Los pimientos asados en freidora de aire resuelven una de esas preparaciones que parecen más laboriosas de lo que son: salen dulces, con piel tostada y sin calentar la cocina durante media hora larga. Lo interesante no es solo cocinarlos, sino saber qué tipo de pimiento conviene, cuánto tiempo necesitan según el tamaño y cómo pasarlos después a una ensalada con el punto justo de aliño. Aquí voy a ir a lo práctico, con tiempos reales, un método claro y varias formas de aprovecharlos en platos de verduras muy de casa.

Lo más útil para que el pimiento quede tierno, tostado y fácil de pelar

  • Los pimientos medianos suelen funcionar bien entre 180 y 190 °C durante 20 a 30 minutos.
  • Si quieres pelarlos después, conviene dejarlos 5 a 10 minutos tapados para que suden y la piel se suelte mejor.
  • Un poco de AOVE ayuda al tostado; la sal y el vinagre suelen ir mejor al final.
  • Para ensaladas, combinan muy bien con huevo duro, ventresca, cebolla morada y aceitunas.
  • El corte en tiras acorta la cocción, pero da menos jugo y menos facilidad para pelar.

Por qué esta forma de asar merece la pena

Yo la uso sobre todo cuando preparo dos o tres piezas medianas. En ese volumen, la freidora de aire da un asado convincente, con menos tiempo y sin necesidad de encender un horno grande. Además, en verano se agradece no convertir la cocina en una sauna, que en España eso también cuenta bastante.

La ventaja no es solo la rapidez. La circulación de aire concentra el calor y ayuda a que la piel se arrugue mientras la carne queda tierna. Eso sí, hay un límite claro: cuando quiero hacer mucha cantidad, el horno sigue siendo más cómodo porque admite más piezas sin amontonarlas. La freidora gana en agilidad; el horno gana en volumen. Con esa idea ya se entiende mejor cuándo conviene cada método, y a partir de ahí lo importante es no estropear el punto de cocción.

Cómo asarlos paso a paso sin perder jugo

Yo empiezo siempre con pimientos secos, enteros y bien lavados. Si los vas a pelar después, no los cortes antes de cocinarlos: enteros conservan mejor el jugo y dan un resultado más redondo. Si solo buscas una guarnición rápida y no te importa dejar la piel, puedes ir a una versión más directa, pero para ensalada me parece mejor el método completo.
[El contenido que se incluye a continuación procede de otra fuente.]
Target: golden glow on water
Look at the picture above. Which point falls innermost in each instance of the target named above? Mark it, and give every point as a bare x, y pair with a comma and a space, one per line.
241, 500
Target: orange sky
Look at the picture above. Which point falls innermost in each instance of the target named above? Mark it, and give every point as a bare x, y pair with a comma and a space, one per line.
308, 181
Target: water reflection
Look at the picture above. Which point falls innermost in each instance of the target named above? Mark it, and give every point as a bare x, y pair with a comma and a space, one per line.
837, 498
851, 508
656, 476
  1. Lávalos y sécalos muy bien. El exceso de agua frena el dorado y deja una piel menos agradable.
  2. Pincélalos con aceite de oliva virgen extra. No hace falta empaparlos; una capa fina basta para que la piel se tueste y no se resequen.
  3. Colócalos sin amontonarlos. Si se tocan demasiado, se cuecen más de lo que se asan.
  4. Cocínalos a 180-190 °C. Dales la vuelta a mitad de tiempo para que el tostado sea uniforme.
  5. Déjalos reposar tapados. Un bol cubierto o un recipiente cerrado durante unos minutos ayuda a que “suden” y luego se pelen sin pelea.
  6. Retira piel, semillas y pedúnculo. Después córtalos en tiras y reserva el jugo que suelten.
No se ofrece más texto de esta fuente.